Multi-Target Renal Protection of Wine-Processed Polygonatum sibiricum Against Cisplatin-Induced Nephrotoxicity: Integrated Phytochemistry, Network Pharmacology and Experimental Validation

Abstract

Acute kidney injury (AKI) is a serious complication of cisplatin chemotherapy, with limited treatment options. In this study, we investigated the protective effects of wine-processed Polygonatum sibiricum (WP. P. sibiricum) against cisplatin-induced acute kidney injury (DDP-AKI) using an integrated approach combining UPLC-Q-TOF-MS/MS analysis, network pharmacology, molecular docking and in vivo/vitro experimental validation. The WP. P. sibiricum extract demonstrated dose-dependent renal protection in mice with DDP-AKI, significantly attenuating weight loss (p < 0.05), improving renal function (reduced serum BUN by 29.2%–38.9% and CRE by 8.0%–36.7%), reducing tubular necrosis and biomarkers (NGAL decreased 49.2%–86.6%, p < 0.01), while showing no hepatotoxicity.

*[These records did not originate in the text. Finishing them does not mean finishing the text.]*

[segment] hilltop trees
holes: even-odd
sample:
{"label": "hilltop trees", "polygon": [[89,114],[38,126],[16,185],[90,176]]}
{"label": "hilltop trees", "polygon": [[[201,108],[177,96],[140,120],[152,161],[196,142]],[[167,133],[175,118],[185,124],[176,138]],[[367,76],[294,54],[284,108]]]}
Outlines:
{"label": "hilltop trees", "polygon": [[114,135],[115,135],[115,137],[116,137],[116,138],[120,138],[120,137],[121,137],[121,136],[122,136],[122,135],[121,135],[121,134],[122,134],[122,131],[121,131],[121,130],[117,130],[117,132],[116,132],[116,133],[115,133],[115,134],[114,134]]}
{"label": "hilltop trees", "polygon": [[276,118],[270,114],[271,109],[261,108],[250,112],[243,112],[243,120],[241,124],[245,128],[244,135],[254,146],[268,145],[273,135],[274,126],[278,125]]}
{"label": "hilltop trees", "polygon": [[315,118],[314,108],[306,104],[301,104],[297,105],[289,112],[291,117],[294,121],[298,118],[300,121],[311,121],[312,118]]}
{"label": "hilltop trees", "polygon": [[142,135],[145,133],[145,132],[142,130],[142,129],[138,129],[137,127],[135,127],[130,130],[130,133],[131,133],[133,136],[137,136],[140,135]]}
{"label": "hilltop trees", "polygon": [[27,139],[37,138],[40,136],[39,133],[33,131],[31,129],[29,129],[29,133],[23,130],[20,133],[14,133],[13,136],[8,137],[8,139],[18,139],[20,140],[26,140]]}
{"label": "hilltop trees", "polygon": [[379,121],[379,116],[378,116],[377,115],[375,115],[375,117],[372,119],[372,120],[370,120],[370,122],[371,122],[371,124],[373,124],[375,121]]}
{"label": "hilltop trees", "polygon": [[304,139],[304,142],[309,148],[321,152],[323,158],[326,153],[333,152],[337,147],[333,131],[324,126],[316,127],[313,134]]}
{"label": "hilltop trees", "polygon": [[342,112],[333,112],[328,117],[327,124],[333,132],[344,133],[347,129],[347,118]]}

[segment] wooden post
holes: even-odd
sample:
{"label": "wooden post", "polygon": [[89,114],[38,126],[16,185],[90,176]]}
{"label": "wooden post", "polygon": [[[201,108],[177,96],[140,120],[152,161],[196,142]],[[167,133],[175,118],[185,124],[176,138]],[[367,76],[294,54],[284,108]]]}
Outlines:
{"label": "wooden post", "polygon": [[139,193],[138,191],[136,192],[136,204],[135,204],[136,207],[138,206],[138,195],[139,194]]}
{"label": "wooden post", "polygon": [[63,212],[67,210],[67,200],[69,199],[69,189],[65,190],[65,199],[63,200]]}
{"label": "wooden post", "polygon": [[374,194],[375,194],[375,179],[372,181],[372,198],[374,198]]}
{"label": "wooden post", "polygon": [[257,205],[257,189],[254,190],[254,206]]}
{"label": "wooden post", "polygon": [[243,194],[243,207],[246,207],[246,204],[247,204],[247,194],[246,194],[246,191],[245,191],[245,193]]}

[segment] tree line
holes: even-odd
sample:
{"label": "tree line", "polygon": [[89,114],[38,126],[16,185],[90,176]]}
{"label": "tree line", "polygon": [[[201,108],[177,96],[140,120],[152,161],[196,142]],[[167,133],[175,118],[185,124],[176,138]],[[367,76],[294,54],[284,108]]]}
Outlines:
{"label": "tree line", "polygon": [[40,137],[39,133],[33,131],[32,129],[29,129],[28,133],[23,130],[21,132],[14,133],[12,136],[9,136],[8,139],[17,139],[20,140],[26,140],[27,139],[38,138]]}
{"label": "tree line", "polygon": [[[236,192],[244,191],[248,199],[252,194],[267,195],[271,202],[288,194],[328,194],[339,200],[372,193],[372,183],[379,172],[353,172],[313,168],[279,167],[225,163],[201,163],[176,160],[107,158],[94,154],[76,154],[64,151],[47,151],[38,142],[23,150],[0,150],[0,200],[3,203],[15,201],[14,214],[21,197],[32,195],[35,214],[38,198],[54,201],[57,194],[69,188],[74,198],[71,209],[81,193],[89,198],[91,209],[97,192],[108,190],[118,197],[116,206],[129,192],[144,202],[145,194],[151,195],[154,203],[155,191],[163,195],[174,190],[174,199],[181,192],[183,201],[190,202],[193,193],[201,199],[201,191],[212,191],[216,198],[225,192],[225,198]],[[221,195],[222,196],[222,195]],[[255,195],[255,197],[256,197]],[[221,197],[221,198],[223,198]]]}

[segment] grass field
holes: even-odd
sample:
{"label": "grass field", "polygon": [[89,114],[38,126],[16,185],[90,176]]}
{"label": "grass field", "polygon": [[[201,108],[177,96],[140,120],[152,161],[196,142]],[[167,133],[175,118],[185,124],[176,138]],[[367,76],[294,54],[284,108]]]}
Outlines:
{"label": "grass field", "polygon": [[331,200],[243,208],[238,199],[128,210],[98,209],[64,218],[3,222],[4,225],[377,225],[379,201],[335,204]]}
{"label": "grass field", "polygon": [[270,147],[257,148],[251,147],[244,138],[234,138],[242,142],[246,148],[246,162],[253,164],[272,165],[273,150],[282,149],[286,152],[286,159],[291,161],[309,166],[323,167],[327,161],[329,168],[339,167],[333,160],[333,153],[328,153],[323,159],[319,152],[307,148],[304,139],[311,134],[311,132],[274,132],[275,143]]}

In addition, WP. P. sibiricum elevated SOD activity by 15.5%–28.5% and reduced MDA levels by 13.5%–26.9% (p < 0.01). UPLC-Q-TOF-MS/MS analysis elucidated eight bioactive components (e.g., flavonoids and glycosides). Network pharmacology revealed 132 targets shared by WP. P. sibiricum and DDP-AKI, such as mTOR, STAT3 and PPAR. Molecular docking confirmed strong binding (≤ −6.0 kcal·mol⁻¹) between core components and targets. Mechanistically, WP. P. sibiricum activated the mTOR pathway (p < 0.01) and suppressed apoptosis (p < 0.01), with effects comparable or superior to those of NAC. This study is the first to validate the nephroprotective effect of WP. P. sibiricum, linking its multi-target effects (mTOR/ROS/apoptosis) to enhanced phytochemical potency. These findings support WP. P. sibiricum as a clinically translatable adjuvant for DDP-AKI.